А вот Дрейден-старший уверенно ведет в неслабом трио «Моего уникального пути» по пьесе Фрила, поставленной Григорием Дитятковским в «Приюте комедианта». Дело не только в том, что Сергей Дрейден тут в своей стихии — свингует на кромке сцены. Он один тут принимает мир с его чертовым драматизмом и любит этих чертовых людей, какие они есть. Мир готов сорваться в пустоту, бездна всегда рядом с его партнерами, которых играют Дарина Дружина и сам режиссер. Дрейденовский «антрепренер» — всё объял, всех объял, остался ни с чем. Все еще любит.
Можно сказать, «Лаокоон» у Дитятковского получился. Скульптурно; атлетично. на мой взгляд. И его «Ворон» Гоцци в МДТ мог еще как взлететь! Он и хорош во всех своих составляющих, от Э. Капелюша до М. Самочко! — но «Зеленая птичка» в ТЮЗе взлетала, кажется, выше и дальше, пела звонче. Но и «Ворон» впечатляет.
И сценическая акварель может прозвучать сегодня веско, и графика. Не обязательно ворочать глыбами и срывать резьбу классических смыслов. Трижды являлась в последнее время Гедда Габлер. Эту, кажется, пока не поймать. — как рыбку, не удержать в руке. По прошествии времени Кама Гинкас, кажется, берет свое, и его вариация остается в памяти более других. Крупный драматический рисунок заложен в классике, но он и не легко доступен. Обратившись к трагическому «Екклесиасту», кудашовская молодежная команда до обидного наглядно срывается в детскую игру в песочек — с исчезающим экзистенциальным смыслом (тогда как иные постановки в БТК куда мудрее).
Трагическое современной сцене не дается. Но сама потребность сцены в философски емком материале сегодня, конечно, симптоматична. Мне представляются здесь существенными игровые травестии Канта с Юнгом в «Особняке» («драматическая инсталляция» «Так говорил Заратустра» у А. Слюсарчука, где человек осознается как проблема, и зал вовлечен в этот процесс, — и так же обращения к обэриутам и эпосу у «Lusores», всё на той же площадке «Особняка».
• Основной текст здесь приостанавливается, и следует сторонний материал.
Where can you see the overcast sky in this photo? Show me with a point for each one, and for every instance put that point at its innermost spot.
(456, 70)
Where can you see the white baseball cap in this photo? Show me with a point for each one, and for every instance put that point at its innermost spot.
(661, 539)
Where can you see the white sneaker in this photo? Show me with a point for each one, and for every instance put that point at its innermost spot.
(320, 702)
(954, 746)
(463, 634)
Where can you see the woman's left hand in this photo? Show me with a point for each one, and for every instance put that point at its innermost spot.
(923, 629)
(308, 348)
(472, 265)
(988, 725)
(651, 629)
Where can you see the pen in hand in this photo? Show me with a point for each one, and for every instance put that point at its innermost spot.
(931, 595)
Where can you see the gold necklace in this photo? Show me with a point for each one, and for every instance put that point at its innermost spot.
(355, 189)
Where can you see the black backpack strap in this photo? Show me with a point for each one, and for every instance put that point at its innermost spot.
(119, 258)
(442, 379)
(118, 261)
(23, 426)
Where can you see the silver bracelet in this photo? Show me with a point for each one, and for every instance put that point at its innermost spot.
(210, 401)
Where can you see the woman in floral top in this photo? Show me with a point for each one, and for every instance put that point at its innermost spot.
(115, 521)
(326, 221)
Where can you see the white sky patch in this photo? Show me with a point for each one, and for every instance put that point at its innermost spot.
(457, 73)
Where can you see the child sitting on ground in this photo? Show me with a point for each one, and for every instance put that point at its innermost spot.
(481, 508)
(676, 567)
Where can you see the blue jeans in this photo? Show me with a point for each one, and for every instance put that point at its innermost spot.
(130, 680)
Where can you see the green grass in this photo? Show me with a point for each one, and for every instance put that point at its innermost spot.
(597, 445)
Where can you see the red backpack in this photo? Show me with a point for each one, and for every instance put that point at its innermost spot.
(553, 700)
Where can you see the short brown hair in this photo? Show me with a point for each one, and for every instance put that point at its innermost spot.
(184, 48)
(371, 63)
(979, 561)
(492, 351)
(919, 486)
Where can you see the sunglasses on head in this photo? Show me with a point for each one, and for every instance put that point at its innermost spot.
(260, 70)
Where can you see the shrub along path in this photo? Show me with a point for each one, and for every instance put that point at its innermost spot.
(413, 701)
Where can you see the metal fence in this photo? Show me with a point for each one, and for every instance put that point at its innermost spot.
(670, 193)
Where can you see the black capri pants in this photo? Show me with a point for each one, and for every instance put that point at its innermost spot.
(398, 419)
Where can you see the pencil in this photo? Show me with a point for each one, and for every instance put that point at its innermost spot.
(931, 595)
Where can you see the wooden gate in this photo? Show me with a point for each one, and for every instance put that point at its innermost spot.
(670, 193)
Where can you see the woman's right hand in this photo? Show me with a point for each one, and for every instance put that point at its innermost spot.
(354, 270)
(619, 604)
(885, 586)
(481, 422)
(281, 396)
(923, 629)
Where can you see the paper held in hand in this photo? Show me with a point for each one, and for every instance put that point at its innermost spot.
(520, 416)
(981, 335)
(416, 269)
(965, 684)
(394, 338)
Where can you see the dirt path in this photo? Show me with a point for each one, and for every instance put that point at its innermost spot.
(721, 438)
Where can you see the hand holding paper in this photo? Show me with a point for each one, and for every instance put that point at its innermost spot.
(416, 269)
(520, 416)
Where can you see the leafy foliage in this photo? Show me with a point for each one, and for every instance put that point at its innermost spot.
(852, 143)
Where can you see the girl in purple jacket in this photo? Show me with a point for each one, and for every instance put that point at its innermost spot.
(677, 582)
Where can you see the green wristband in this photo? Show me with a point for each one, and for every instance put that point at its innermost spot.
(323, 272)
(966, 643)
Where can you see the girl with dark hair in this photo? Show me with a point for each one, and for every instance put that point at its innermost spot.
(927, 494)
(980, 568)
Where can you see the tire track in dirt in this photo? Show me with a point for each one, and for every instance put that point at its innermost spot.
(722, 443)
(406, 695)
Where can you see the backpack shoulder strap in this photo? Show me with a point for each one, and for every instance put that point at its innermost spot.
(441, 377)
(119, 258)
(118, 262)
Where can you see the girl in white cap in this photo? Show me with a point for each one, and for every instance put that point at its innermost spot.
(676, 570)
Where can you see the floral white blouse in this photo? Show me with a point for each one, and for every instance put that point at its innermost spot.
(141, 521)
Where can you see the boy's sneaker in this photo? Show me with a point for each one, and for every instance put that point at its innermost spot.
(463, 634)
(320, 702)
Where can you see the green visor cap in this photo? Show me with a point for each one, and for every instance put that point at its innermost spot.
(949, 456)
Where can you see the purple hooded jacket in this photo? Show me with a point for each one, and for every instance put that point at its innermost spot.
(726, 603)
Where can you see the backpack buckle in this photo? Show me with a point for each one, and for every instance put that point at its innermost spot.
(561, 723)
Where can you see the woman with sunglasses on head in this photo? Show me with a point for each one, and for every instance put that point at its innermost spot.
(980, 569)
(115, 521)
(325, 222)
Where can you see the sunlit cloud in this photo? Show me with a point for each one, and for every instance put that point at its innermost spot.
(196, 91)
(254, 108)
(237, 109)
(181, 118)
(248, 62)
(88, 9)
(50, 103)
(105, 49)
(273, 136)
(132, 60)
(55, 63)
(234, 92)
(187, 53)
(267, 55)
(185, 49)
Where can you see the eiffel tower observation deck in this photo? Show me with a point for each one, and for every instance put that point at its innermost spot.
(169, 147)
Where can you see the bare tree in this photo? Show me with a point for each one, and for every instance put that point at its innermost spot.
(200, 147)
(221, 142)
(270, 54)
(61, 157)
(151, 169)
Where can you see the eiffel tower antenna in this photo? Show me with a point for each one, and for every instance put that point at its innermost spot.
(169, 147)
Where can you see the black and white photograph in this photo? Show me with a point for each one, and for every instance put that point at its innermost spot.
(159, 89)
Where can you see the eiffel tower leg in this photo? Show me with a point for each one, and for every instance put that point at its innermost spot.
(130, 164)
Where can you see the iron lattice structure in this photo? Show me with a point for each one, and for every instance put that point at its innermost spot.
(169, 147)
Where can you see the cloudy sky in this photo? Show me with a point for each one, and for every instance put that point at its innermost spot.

Волкостреловские декларативно аскетические опусы имеют дело не с трагическим Екклеcиастом — с будничным ощущением исчезания жизни, ее полнейшей стертости. Абсурдисты уже сделали свое дело. Что дальше? Как сегодня сценически «взять», вспахать эту пустошь. чтобы не попасть самому в ловушку пустоты, ее абсолютизации? Я не вижу здесь ни спекуляции, ни конъюнктуры, художественная задача реальна. Думаю, рано или поздно этот рубеж будет перейден, чары безрефлекторного «текста» будут преодолены, и выплавится нечто стоящее для сцены. Театр не спрашивает, с Запада ли в нем свет, пост- он или пере-пост, молодые ставят или мастера. Он есть, несмотря ни на что. Это относится и к петербургскому прошедшему сезону.
«Трагическое современной сцене не дается.»
Это правда. Надеюсь, что это всё таки окажется вызовом, а не диагнозом.
Вдогонку.
В конце июля, уж в самом конце сезона, прогон «Что случилось в зоопарке» Олби у Льва Стукалова: дуэт «растерзанного» (С. Романюк) и «непробиваемого» (В. Шелих) — трагическая клоунада. Театральный драйв, но ты ранен не на шутку. Как Питер у Олби. Именно чистая трагическая эмоция возникает, пробьет каждого. Это венец целого цикла компактных спектаклей бездомного «Нашего театра», и вновь, с особенной силой, масштабное послание. На мой взгляд, трагедийная точка сезона.
не по содержанию, а по фактам:
Правильное название спектакля «Ленька Пантелеев. Мюзикл».
У спектакля 2 режиссера: Максим Диденко и Николай Дрейден.